Creating great programming to support two young Jews engaging a third doesn’t happen without resources, (professional) support, and trial and error in creating great experiences. Moishe House largely does this very well, and you’re not the only ones. Your advice that other Jewish organizations would do well to empower already engaged young adults to focus on creating great experiences for others is well taken. It would have been better taken without your choice to criticize others already attempting to implement that advice at the same time.

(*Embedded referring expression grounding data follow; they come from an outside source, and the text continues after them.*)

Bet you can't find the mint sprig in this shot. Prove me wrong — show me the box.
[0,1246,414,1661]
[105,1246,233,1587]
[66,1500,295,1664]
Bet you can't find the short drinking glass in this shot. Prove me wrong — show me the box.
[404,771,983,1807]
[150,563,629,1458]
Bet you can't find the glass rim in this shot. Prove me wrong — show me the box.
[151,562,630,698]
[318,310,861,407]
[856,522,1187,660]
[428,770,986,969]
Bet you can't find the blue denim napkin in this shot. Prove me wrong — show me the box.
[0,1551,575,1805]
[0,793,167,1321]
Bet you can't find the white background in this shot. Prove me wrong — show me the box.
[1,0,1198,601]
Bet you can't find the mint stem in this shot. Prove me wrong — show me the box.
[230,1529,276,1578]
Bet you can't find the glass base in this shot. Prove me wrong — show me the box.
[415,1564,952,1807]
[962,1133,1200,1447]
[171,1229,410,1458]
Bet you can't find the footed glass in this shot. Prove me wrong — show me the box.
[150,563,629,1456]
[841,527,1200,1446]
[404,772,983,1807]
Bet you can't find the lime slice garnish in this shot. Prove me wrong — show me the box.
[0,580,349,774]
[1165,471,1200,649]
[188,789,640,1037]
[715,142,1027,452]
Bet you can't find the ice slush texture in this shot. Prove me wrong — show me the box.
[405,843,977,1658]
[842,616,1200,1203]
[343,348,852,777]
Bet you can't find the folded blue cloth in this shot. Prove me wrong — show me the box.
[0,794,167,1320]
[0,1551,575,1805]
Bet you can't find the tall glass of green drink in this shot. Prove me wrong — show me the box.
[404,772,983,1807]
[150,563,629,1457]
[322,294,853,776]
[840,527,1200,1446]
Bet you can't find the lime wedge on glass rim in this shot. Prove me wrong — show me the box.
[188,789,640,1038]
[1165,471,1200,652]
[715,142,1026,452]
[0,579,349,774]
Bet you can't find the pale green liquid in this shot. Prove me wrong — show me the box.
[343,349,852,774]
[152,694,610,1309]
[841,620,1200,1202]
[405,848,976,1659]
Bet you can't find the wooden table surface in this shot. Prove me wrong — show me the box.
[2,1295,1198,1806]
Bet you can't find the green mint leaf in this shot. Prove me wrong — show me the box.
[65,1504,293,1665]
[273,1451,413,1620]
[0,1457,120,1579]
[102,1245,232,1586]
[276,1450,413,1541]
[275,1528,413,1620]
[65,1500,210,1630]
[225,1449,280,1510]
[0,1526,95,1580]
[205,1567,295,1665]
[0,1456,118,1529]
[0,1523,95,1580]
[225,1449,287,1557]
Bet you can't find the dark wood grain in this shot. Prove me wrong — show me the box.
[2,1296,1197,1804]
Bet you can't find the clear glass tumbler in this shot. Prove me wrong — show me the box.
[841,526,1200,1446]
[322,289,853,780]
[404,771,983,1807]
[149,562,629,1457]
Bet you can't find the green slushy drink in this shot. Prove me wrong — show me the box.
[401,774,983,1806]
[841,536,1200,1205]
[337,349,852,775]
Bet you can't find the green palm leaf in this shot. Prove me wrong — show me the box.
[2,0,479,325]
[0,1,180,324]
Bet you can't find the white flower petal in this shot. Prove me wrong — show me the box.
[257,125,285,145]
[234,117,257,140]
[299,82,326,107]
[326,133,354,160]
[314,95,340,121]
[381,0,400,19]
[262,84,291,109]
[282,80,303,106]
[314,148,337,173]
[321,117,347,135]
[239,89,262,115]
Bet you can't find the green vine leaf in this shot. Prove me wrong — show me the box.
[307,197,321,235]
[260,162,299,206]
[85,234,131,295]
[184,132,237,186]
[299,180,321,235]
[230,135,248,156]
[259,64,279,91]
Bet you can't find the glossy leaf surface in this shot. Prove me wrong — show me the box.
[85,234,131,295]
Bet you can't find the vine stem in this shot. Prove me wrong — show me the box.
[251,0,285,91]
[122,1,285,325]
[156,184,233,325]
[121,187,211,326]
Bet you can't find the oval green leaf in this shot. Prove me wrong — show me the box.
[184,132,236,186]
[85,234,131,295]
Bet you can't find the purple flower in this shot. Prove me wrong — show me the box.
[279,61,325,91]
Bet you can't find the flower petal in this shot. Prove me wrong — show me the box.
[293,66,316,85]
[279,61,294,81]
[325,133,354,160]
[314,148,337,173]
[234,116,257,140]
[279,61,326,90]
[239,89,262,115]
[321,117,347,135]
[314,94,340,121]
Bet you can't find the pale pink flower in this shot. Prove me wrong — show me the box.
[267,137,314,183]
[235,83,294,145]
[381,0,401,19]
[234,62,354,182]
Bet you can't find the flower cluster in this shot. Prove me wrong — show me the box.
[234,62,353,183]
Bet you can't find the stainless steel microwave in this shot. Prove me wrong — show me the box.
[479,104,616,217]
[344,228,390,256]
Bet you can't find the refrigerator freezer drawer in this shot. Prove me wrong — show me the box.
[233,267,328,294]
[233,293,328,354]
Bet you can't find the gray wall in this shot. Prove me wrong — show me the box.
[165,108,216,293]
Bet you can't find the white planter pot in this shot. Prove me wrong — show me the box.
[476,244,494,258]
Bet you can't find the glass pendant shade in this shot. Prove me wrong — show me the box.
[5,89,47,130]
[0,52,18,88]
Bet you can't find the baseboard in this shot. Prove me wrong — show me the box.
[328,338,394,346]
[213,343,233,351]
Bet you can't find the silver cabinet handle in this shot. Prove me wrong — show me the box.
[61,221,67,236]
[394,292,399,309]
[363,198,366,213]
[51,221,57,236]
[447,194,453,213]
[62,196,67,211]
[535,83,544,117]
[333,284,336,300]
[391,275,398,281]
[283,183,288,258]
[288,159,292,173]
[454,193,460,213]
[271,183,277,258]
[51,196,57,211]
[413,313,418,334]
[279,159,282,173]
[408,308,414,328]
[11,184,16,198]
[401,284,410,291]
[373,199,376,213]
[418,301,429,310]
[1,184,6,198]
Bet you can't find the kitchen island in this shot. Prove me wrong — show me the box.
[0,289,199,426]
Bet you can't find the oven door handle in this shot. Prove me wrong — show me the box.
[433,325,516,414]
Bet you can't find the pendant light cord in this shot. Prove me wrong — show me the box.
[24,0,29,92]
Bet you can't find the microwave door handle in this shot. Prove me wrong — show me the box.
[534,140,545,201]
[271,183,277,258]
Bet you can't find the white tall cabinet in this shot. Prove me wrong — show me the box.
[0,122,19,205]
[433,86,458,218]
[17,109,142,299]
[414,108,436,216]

Nothing wrong with a bit of criticism! But it’s not usually the centrally engaged who can reach out to marginal Jews. It is those who are on the periphery of the centre in intentional communities that shy away from the organized centre. It is also the rare few in external communities such as Israelis, Russians, LGBTQ, etc. who are identifying and literate Jews who may be able to offer new forms of Jewish identity that do not currently exist. Our North American Jewish ancestors created innovative forms of Jewish life that were relevant to their needs. That same creativity is now needed to conceive of 21st century modes of Jewish life unlike anything currently available. As a people, we have done this many times. It can be done again and again. It requires pride and courage. Pride in our elegant past and courage to create an equally inspiring future.
Epi. Toronto.
Kudos on this article. For years I’ve felt we’ve been framing the problem in the wrong way. In my view, the proper question is not, how do Jewish institutions reach and engage Jews on the periphery so that they’ll come closer to the core? Rather, the proper question is how can Jewish institutions serve their core constituents more authentically and more meaningfully? If Jews at the core were more excited and engaged, Jews on the periphery (and at all levels along the spectrum) would naturally be more attracted. In other words, the problem isn’t fundamentally one of outreach, but of “in-reach.” If peripheral Jews are turned off by Jewish programming, then create better and more authentic programming, don’t water it down to appeal to those who aren’t really interested anyway.
And yes, the freebie phenomenon has got to change. Granted, Birthright’s free ride has gotten a lot more young people to Israel. However, sometimes I fear we are unintentionally promoting a culture of entitlement. When I was in high school back in the dark ages, I worked three part-time jobs during the school year to afford to go on my youth group’s 6-week summer Israel trip. And I sure as heck appreciated everything about that trip. If you are never expected to make sacrifices for the things you value, after awhile you’ll stop valuing them. Yes, subsidies should always be made available to those who can’t afford the high costs of Jewish engagement. But we shouldn’t be making everything free, either. There’s a middle ground in there somewhere.
Kol ha kavod! Great piece. Wow our current customers and they will do the best outreach.